Distributed Deployment

Meni Vaitsi edited this page May 14, 2016 · 4 revisions

Introduction

Cloud administrators can manually specify which machines should host each of the critical services in AppScale. This document outlines how to use this service to explore alternative deployment schemes that may give your user's applications potentially better performance or make it more fault tolerant.

For a list of the deployments that we fully support and thus test as part of our continuous integration system, please see this page.

What are the critical services?

In order to host your applications, AppScale employs the following components:

  • App Engine: Our modified version of the non-scalable Google App Engine SDKs that adds in the ability to store data to and retrieve data from databases that support the Google Datastore API. Throughout this document, we use the phrases "App Engine" and "AppServer" interchangeably - this is because internally our modified version of the App Engine SDK is called the AppServer.
  • Database: Runs all the services needed to host the database.
  • Memcache: Provides caching support for App Engine applications.
  • Login: The primary machine that is used to route users to their Google App Engine applications.
  • ZooKeeper: Hosts metadata needed to implement database-agnostic transaction support and information about the deployment.
  • TaskQueue: Implements Task Queue API support via the RabbitMQ message bus service and Celery scheduling service.

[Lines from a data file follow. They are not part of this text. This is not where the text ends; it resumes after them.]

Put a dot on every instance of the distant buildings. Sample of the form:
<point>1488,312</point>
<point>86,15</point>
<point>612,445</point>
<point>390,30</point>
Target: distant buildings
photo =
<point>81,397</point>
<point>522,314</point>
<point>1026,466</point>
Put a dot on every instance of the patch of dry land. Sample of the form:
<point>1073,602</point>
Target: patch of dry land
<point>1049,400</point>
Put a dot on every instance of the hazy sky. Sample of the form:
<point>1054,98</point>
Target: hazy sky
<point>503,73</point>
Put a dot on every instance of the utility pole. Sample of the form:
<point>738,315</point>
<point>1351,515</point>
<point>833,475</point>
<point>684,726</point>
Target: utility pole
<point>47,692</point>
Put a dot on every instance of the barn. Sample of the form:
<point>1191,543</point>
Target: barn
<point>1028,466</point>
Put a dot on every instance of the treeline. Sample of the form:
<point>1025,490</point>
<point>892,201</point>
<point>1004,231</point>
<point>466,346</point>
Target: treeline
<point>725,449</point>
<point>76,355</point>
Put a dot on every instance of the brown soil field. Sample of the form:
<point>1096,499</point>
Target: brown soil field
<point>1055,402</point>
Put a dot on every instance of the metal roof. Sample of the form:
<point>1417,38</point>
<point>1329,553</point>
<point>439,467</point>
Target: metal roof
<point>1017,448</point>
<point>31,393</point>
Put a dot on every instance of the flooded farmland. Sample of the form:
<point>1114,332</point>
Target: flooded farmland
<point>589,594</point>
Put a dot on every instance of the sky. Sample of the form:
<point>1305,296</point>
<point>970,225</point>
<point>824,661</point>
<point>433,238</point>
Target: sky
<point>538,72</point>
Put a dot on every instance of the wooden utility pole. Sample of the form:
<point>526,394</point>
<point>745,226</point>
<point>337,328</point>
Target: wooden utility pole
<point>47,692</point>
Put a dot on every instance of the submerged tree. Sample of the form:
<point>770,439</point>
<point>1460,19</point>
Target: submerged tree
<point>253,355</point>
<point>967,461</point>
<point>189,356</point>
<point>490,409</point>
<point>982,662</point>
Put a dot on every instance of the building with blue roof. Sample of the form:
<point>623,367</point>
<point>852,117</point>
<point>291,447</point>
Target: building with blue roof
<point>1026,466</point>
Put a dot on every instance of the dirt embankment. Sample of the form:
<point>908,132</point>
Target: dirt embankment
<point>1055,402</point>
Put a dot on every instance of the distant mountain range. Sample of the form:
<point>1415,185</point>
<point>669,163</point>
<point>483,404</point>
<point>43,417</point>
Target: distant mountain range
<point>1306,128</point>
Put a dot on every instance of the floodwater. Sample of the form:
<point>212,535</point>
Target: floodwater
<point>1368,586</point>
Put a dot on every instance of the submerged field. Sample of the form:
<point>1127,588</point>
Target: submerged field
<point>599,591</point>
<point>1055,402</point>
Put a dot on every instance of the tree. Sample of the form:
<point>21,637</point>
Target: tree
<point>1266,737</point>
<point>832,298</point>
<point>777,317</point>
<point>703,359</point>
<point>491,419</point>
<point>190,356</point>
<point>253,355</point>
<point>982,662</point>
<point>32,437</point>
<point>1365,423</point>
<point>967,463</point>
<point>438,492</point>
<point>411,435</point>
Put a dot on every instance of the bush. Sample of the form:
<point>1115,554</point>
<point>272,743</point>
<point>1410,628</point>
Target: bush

How do I specify where they run?

Change your `ips_layout' to specify exactly what machines should run which services in your deployment. Here's an example:

master: 192.168.1.2
appengine:
- 192.168.1.3
- 192.168.1.4
database:
- 192.168.1.5

Also, as no machine has been specified as the login node, the master node automatically takes up this role. Therefore, one node (192.168.1.2) routes users to their App Engine applications, hosted at 192.168.1.3 and 192.168.1.4. Finally, one machine (192.168.1.5) hosts the database in the system.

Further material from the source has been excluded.